Any resistance to infection may have been temporarily produced by the noxious chemicals in the vaccine.  The Pfizer vaccine contains noxious chemicals that will likely activate the immune system and transiently raise the resistance to infection, regardless of the RNA-altering activity of the vaccine.  However, this immune system activation would not be expected to last long.  Post-vaccination testing was done 7+ days following immunization.

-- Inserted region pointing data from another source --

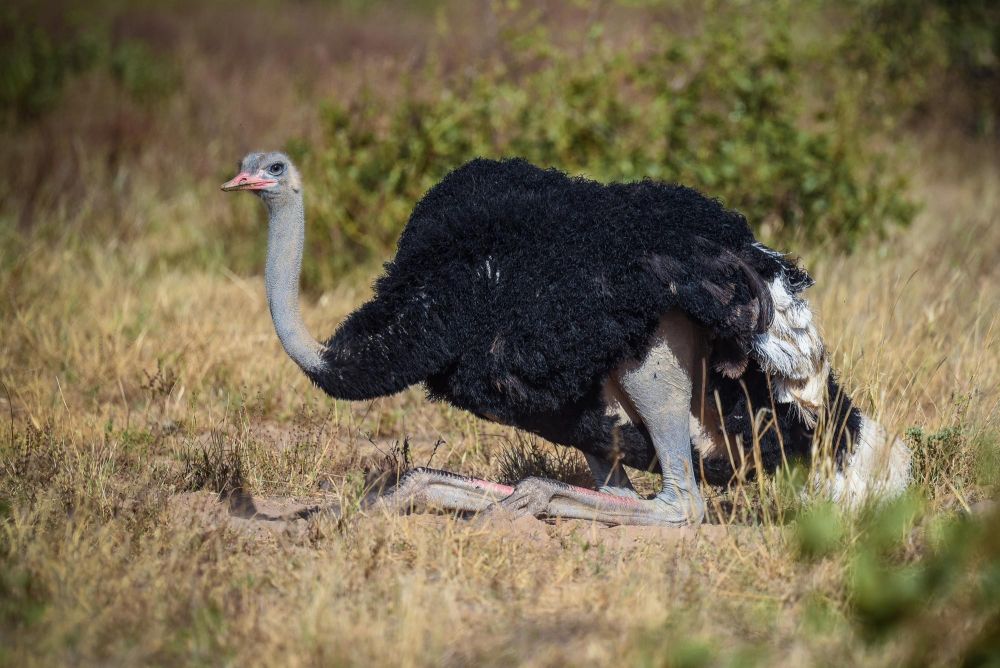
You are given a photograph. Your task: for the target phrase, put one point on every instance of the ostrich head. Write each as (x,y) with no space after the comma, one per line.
(272,176)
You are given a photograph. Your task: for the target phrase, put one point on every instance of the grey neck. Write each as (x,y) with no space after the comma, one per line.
(285,240)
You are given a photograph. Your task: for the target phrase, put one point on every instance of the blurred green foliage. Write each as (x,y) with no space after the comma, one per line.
(726,110)
(920,53)
(34,64)
(37,60)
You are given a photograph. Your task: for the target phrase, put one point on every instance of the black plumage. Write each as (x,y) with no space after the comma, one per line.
(516,290)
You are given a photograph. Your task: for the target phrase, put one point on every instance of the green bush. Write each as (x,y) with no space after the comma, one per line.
(34,64)
(920,53)
(725,110)
(37,60)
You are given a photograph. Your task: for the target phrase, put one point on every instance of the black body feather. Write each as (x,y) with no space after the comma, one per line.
(515,291)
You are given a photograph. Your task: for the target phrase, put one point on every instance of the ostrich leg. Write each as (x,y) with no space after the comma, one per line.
(610,478)
(423,487)
(659,388)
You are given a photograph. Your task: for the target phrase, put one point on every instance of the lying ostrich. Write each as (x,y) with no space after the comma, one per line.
(640,323)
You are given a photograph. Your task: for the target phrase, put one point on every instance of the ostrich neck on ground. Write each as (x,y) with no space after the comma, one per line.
(285,240)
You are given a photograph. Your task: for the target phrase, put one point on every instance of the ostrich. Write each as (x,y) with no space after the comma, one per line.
(641,323)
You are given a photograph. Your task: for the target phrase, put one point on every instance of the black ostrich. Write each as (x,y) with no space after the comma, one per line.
(640,323)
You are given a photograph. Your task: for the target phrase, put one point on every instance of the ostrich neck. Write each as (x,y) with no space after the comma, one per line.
(285,241)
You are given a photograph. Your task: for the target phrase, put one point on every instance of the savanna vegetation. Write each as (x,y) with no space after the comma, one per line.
(148,407)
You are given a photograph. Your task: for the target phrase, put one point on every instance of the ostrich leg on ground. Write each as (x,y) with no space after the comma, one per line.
(659,389)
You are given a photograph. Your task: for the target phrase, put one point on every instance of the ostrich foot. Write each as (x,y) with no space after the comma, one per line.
(422,488)
(549,499)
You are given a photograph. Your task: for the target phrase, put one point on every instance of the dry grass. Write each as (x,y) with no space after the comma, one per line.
(132,380)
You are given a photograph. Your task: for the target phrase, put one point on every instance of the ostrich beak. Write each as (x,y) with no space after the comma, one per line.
(244,181)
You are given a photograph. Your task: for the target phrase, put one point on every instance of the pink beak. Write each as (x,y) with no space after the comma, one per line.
(244,181)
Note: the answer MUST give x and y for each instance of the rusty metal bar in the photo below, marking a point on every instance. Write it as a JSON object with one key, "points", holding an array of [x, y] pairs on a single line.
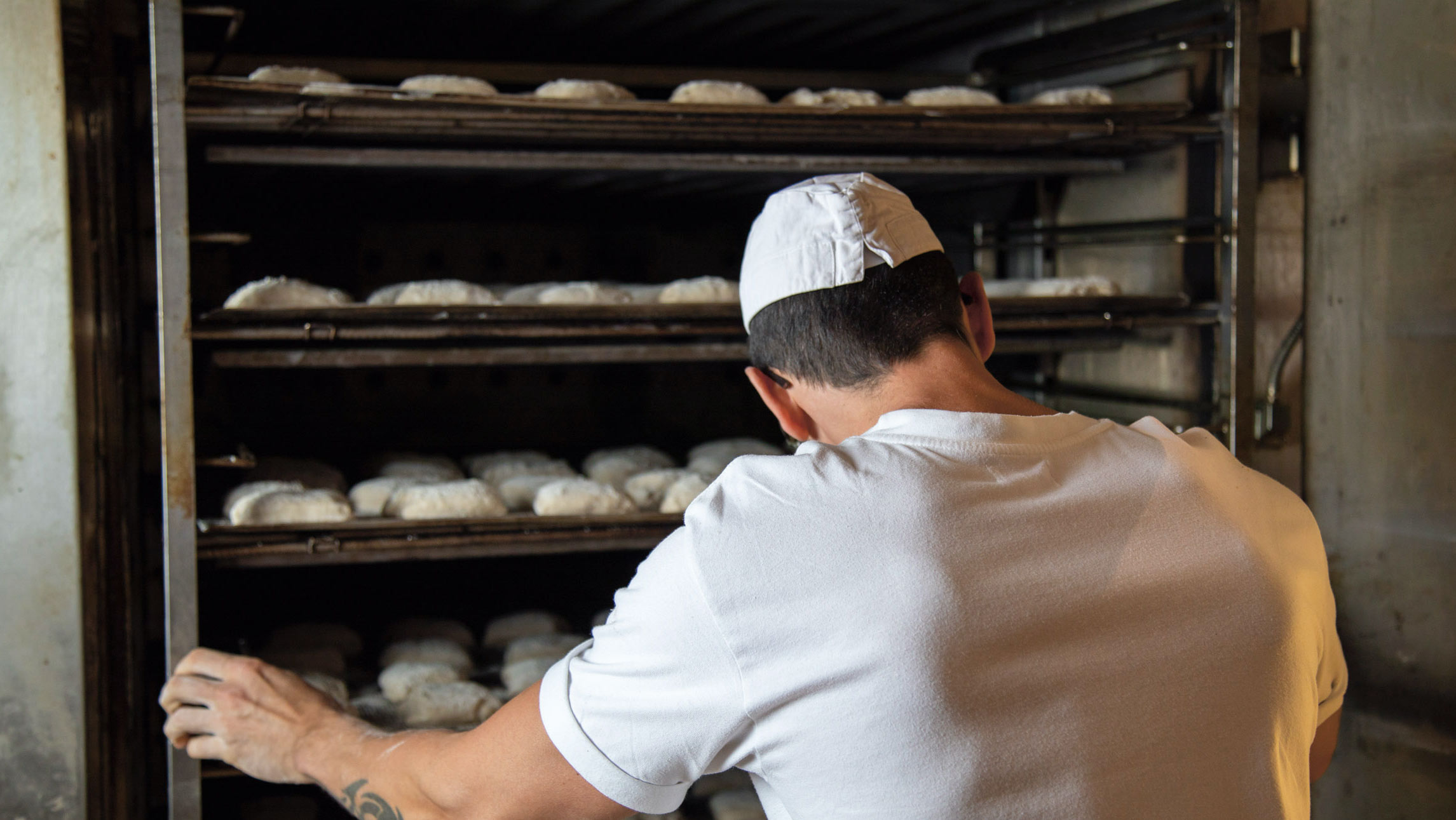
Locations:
{"points": [[175, 363]]}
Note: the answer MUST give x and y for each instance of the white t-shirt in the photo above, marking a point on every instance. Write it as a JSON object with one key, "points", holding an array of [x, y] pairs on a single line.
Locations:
{"points": [[964, 615]]}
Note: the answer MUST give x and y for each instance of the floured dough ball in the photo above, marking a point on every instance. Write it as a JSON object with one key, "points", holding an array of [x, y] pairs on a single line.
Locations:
{"points": [[582, 496], [338, 691], [399, 680], [369, 497], [500, 473], [293, 74], [434, 293], [526, 294], [647, 489], [282, 293], [615, 466], [501, 631], [519, 492], [717, 92], [315, 636], [519, 676], [447, 84], [1069, 287], [423, 628], [701, 290], [447, 704], [417, 466], [447, 499], [599, 91], [682, 494], [292, 506], [583, 294], [1077, 95], [308, 471], [552, 646], [252, 489], [736, 804], [709, 459], [378, 710], [644, 294], [951, 95], [833, 97], [439, 652]]}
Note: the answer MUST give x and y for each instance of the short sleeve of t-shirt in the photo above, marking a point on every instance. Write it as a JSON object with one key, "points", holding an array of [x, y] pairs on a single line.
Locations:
{"points": [[654, 700]]}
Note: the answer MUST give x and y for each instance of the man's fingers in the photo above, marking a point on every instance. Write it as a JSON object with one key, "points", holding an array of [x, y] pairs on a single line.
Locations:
{"points": [[188, 723], [206, 748], [186, 690]]}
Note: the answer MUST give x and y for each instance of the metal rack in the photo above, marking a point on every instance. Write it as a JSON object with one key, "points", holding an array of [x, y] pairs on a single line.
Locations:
{"points": [[245, 124]]}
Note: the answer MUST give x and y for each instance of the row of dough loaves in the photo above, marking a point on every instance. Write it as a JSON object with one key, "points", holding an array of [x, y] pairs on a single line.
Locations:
{"points": [[693, 92], [283, 293], [417, 486]]}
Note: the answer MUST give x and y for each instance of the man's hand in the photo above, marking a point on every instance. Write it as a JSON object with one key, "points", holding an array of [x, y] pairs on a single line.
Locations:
{"points": [[243, 711]]}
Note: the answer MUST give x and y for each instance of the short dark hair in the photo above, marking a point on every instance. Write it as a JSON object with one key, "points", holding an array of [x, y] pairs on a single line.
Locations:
{"points": [[852, 335]]}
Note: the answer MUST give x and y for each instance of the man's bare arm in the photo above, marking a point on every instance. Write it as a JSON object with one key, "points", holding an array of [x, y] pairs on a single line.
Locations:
{"points": [[273, 726], [1324, 746]]}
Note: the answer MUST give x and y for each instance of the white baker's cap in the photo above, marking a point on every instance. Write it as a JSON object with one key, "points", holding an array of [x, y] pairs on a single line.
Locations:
{"points": [[814, 234]]}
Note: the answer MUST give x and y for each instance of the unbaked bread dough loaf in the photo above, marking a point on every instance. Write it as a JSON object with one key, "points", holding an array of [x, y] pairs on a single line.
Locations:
{"points": [[446, 499], [701, 290], [552, 646], [709, 459], [282, 293], [526, 294], [682, 494], [503, 471], [399, 680], [369, 497], [440, 652], [315, 636], [1068, 287], [338, 691], [308, 471], [717, 92], [599, 91], [615, 466], [252, 489], [417, 466], [293, 74], [582, 496], [447, 704], [519, 492], [292, 506], [501, 631], [447, 84], [951, 95], [423, 628], [832, 97], [519, 676], [583, 294], [644, 294], [647, 489], [434, 293], [1075, 95], [736, 804]]}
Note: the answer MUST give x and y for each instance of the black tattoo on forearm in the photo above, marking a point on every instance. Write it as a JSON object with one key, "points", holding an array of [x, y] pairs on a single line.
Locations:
{"points": [[369, 804]]}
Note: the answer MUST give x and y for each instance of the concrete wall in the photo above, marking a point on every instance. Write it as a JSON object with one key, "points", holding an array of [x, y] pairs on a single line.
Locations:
{"points": [[41, 722], [1381, 368]]}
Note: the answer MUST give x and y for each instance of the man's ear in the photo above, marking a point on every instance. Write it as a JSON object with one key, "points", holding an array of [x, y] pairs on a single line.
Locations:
{"points": [[977, 313], [793, 419]]}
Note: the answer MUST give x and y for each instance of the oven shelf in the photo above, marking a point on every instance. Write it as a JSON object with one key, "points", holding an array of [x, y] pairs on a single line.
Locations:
{"points": [[382, 540], [233, 105]]}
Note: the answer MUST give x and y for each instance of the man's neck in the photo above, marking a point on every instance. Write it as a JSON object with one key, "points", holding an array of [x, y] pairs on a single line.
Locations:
{"points": [[947, 375]]}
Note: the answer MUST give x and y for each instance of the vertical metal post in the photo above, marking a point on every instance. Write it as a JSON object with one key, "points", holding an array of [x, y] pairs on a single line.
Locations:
{"points": [[1239, 191], [175, 363]]}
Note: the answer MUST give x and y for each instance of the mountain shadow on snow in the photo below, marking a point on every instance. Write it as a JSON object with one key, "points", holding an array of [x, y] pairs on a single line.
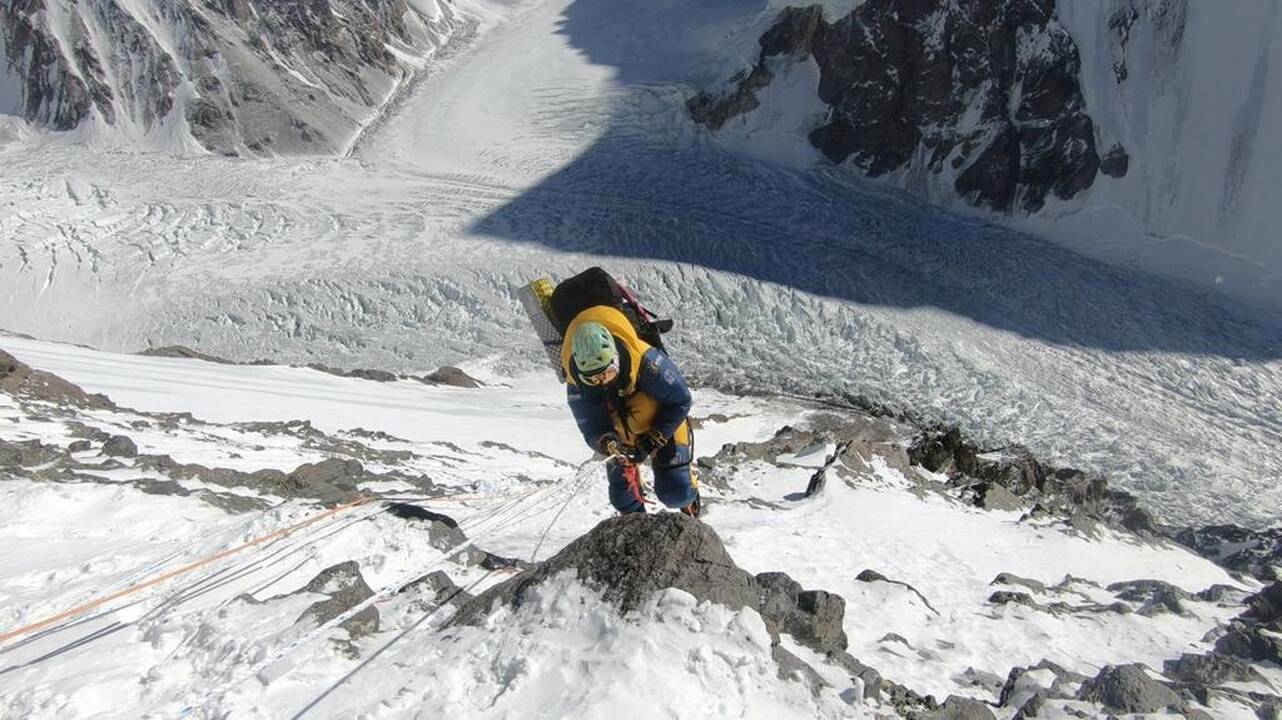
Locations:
{"points": [[632, 194]]}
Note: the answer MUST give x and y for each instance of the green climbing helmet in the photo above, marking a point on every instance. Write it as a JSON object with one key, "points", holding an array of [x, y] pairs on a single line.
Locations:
{"points": [[594, 349]]}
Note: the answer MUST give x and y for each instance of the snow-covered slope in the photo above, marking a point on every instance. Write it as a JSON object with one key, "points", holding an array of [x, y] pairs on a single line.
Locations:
{"points": [[1191, 89], [1127, 130], [242, 76], [255, 630], [554, 142]]}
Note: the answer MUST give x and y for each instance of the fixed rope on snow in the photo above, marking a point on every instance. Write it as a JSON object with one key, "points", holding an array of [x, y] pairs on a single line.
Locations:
{"points": [[500, 519]]}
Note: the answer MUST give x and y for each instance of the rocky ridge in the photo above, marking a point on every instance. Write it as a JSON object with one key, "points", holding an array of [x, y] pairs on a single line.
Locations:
{"points": [[986, 95], [240, 77]]}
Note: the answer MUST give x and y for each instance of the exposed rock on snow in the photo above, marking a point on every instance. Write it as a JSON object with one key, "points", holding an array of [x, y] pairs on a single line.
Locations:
{"points": [[986, 94], [958, 709], [21, 381], [183, 351], [449, 376], [119, 446], [1128, 688], [1250, 552], [242, 76], [633, 556], [346, 589]]}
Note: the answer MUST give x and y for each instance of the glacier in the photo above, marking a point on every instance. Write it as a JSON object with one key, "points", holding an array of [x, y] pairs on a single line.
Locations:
{"points": [[558, 139]]}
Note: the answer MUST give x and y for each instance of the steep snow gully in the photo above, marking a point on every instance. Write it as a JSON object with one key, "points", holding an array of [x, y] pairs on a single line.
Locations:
{"points": [[559, 139]]}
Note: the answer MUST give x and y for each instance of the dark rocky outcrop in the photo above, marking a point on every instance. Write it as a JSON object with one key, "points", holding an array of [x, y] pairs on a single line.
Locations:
{"points": [[1128, 688], [1257, 633], [281, 77], [1249, 552], [986, 92], [1153, 596], [874, 577], [453, 377], [685, 554], [1209, 669], [21, 381], [359, 373], [346, 589], [119, 446], [185, 352], [957, 709]]}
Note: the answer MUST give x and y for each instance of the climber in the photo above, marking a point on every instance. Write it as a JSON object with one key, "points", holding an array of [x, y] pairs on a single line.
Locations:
{"points": [[631, 404]]}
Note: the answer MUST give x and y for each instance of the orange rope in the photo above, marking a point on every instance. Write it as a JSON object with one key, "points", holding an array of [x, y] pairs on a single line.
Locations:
{"points": [[633, 475], [177, 572]]}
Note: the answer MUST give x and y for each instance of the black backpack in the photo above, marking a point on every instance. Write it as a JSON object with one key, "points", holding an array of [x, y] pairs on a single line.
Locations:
{"points": [[594, 286]]}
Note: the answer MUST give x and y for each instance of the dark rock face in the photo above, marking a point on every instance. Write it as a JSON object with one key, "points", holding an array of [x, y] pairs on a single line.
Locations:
{"points": [[1064, 492], [1153, 596], [630, 557], [633, 556], [23, 382], [346, 589], [958, 709], [183, 351], [1251, 552], [1127, 688], [454, 377], [985, 92], [246, 76], [1257, 633], [121, 446], [1209, 669]]}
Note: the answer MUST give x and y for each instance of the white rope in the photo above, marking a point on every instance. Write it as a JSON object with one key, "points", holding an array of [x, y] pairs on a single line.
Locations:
{"points": [[500, 518]]}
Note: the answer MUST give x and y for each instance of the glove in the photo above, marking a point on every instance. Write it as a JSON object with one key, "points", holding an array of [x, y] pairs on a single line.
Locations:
{"points": [[610, 445], [646, 446]]}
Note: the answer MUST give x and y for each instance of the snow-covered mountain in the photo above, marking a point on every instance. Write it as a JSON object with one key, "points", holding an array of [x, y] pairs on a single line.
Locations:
{"points": [[281, 541], [1128, 130], [558, 137], [242, 76]]}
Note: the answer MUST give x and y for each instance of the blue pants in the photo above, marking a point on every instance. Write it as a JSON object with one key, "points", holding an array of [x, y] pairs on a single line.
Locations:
{"points": [[671, 481]]}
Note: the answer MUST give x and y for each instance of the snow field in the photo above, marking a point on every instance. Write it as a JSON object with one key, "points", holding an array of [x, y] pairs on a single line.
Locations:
{"points": [[224, 641]]}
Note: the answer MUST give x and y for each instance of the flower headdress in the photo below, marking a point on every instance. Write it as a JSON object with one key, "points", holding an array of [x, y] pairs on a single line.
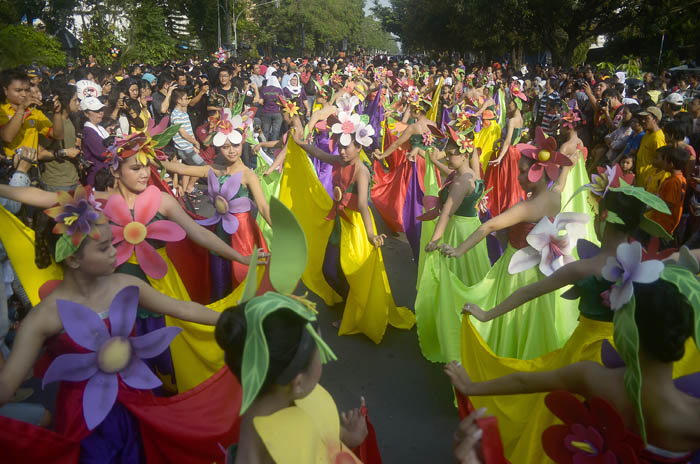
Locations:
{"points": [[623, 271], [76, 217], [145, 145], [547, 158], [289, 107], [611, 179], [287, 264], [517, 94]]}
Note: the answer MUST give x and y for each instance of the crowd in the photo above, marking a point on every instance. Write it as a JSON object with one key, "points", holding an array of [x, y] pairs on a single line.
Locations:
{"points": [[150, 197]]}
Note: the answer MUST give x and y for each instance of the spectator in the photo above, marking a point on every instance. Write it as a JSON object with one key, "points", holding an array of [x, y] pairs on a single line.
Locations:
{"points": [[653, 140], [94, 135], [21, 116], [673, 189], [271, 117]]}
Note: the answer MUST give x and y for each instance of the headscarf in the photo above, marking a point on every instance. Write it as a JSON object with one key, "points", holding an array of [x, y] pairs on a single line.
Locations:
{"points": [[295, 90]]}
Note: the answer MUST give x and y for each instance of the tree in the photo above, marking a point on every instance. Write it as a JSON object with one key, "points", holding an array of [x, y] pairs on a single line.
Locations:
{"points": [[22, 45], [148, 40]]}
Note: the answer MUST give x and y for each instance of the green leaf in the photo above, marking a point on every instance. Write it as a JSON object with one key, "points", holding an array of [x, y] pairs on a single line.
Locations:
{"points": [[288, 248], [626, 337], [164, 137], [687, 284], [251, 281], [642, 195]]}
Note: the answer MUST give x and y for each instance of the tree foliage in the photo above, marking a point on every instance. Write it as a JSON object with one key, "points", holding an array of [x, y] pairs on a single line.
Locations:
{"points": [[22, 45]]}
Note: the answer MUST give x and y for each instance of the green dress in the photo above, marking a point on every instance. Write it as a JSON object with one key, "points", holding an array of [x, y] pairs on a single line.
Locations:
{"points": [[438, 310]]}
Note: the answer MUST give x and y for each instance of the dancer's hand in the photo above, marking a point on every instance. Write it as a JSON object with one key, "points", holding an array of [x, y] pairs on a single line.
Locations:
{"points": [[353, 426], [377, 240], [449, 251], [476, 311], [467, 442], [431, 246]]}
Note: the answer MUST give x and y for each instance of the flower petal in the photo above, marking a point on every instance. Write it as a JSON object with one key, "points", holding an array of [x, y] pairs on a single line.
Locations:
{"points": [[99, 397], [147, 204], [230, 223], [117, 210], [122, 311], [150, 261], [138, 375], [74, 367], [153, 343], [612, 270], [240, 205], [231, 186], [648, 271], [167, 231], [523, 259], [124, 251], [82, 324], [620, 295]]}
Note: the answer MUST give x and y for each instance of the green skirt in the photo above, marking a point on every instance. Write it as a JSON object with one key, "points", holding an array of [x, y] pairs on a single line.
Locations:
{"points": [[438, 310]]}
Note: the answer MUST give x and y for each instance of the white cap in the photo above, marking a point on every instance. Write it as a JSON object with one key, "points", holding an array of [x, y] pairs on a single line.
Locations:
{"points": [[91, 103], [675, 99]]}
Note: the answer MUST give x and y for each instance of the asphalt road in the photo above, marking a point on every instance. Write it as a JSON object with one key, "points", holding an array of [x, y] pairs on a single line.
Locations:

According to the FDA report, the Pfizer RNA vaccine contains the following:

A nucleoside-modified messenger RNA encoding the viral spike glycoprotein (S) of SARS-CoV-2. The vaccine also includes the following ingredients: lipids (4-hydroxybutyl)azanediyl) bis(hexane-6,1-diyl)bis(2- hexyldecanoate), 2-[(polyethylene glycol)-2000]-N,N-ditetradecylacetamide, 1,2-distearoyl-snglycero-3-phosphocholine, and cholesterol), potassium chloride, monobasic potassium phosphate, sodium chloride, dibasic sodium phosphate dihydrate, and sucrose.

Nerve palsy

News headlines point to four cases of temporary facial nerve paralysis (Bell’s Palsy) in the vaccinated group versus none in the unvaccinated group.  Certainly, noxious chemicals in the vaccine may have activated dormant herpes viruses in the facial nerve.  Bell’s palsy and shingles are more often reported by older adults, especially adults over age 80.  The 80+ age group is the most vulnerable to COVID-19 but very few participants in this study were over age 75 to accurately assess this risk.  RNA-COVID-19 vaccination may cause dormant viruses to erupt and result in cases of shingles, facial nerve paralysis (Bell’s palsy), Guillain Barre syndrome, and hepatitis.